No, we live in a republic and the way its supposed to work is that people carry their own burdens. Unless you find it acceptable for someone to rob a bank and keep the money, you can't justify the same immorality when a mob of people called 'voters' does the same thing to everyone else. Stealing is stealing is stealing.
RightatNYU said:
So, if you don't want to support poor people, don't vote for people who do.
Oh, so since I don't vote for the thieves, I should be exempt from the theive's taxes? You do realize that this second sentence totally invalidates the first sentence your paragraph, right?
RightatNYU said:
Your trite "forcing me to do so at gunpoint is an immoral act" is a weak argument. What about those who don't support the military? Is making them pay taxes that go to the military immoral? What about those who are anarchists? Should they be exempt from all taxes?
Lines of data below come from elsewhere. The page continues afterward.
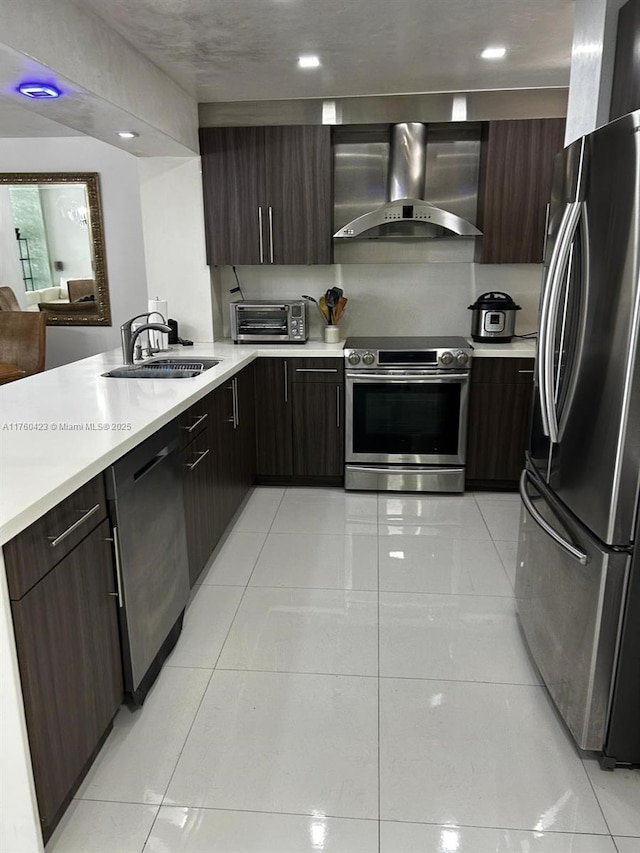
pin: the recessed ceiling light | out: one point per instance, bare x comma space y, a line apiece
39, 90
493, 52
308, 62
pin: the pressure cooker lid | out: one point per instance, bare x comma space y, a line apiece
494, 300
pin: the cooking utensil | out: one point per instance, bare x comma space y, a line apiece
317, 304
332, 297
324, 308
339, 308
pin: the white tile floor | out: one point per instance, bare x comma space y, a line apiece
351, 679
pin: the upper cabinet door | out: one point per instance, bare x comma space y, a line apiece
625, 92
267, 194
233, 187
515, 183
299, 194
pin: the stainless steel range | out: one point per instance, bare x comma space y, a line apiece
406, 413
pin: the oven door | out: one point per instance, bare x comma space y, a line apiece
406, 418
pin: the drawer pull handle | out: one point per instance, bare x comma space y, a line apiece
116, 551
56, 540
201, 455
195, 424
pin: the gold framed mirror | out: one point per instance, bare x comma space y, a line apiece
58, 237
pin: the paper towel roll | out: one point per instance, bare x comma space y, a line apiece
158, 340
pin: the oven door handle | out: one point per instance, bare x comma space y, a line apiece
409, 380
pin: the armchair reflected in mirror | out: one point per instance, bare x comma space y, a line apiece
52, 223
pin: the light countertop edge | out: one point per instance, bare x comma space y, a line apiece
60, 428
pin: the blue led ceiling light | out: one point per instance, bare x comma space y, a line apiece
39, 90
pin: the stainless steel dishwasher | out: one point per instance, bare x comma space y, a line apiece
144, 490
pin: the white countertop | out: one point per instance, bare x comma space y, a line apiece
62, 427
521, 348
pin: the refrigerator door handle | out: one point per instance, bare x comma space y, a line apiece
576, 553
549, 315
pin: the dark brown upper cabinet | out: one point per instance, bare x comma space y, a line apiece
267, 194
515, 183
625, 93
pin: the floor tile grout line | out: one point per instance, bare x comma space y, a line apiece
158, 806
595, 794
378, 680
213, 670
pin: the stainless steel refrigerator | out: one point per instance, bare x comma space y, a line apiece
578, 565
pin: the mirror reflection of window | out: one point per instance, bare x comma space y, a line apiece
58, 245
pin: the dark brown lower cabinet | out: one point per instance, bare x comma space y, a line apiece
234, 418
219, 463
317, 414
274, 445
68, 647
299, 420
500, 401
202, 500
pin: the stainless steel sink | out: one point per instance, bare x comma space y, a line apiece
181, 367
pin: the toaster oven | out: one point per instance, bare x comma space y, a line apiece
270, 321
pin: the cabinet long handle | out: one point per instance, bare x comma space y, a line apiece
195, 424
260, 239
271, 233
56, 540
116, 551
236, 408
201, 454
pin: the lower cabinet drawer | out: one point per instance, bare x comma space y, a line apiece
68, 647
32, 553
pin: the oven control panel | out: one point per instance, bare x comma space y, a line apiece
408, 353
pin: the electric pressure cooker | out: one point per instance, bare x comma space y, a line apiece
494, 318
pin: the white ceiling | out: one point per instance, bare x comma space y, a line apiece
246, 50
237, 50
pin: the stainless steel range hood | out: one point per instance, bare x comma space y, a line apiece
406, 213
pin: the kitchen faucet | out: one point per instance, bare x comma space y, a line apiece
129, 337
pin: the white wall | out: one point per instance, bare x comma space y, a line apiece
122, 218
388, 299
592, 60
173, 224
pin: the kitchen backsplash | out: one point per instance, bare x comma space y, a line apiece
386, 299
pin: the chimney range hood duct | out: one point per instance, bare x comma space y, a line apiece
405, 193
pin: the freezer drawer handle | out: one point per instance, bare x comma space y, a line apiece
56, 540
576, 553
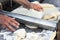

Is it? or are you throwing that out in the presumption that I'll find some point of disagreement?
1) Technically the military is a legitimate function of government, intended to protect all persons equally. It has Constitutional grounding, a logical existence, and a definable purpose. But hey, I know what we can do. Instead of just taking money away from people, we give them a flat tax rate, plus a form listing all the things they want their money spent on. They fill in the percents and those programs get paid that percentage, nothing more.
I'd be willing to bet that the military remains suitably funded, the old codgers and the welfare maggots don't. But that would be a reasonable thing to do, so it won't happen.
2) Since the government shouldn't be providing "services", why should an anarchist or anyone else be paying for them?
RightatNYU said:
As always, if you don't like the policy, work to change it, put up with it, or leave the country to avoid it.
Ah, the boring old "don't like it leave, I'm a blind flag waving fool" argument.
You apparently have some discomfort over my exercise of the First Amendment. I suggest that the First Amendment is even more important than the Sixteenth and that you get over it. Skip my posts if you can't argue better. I see you've failed to justify the morality of taxation, you've merely said "taxes exist, pay them or get out."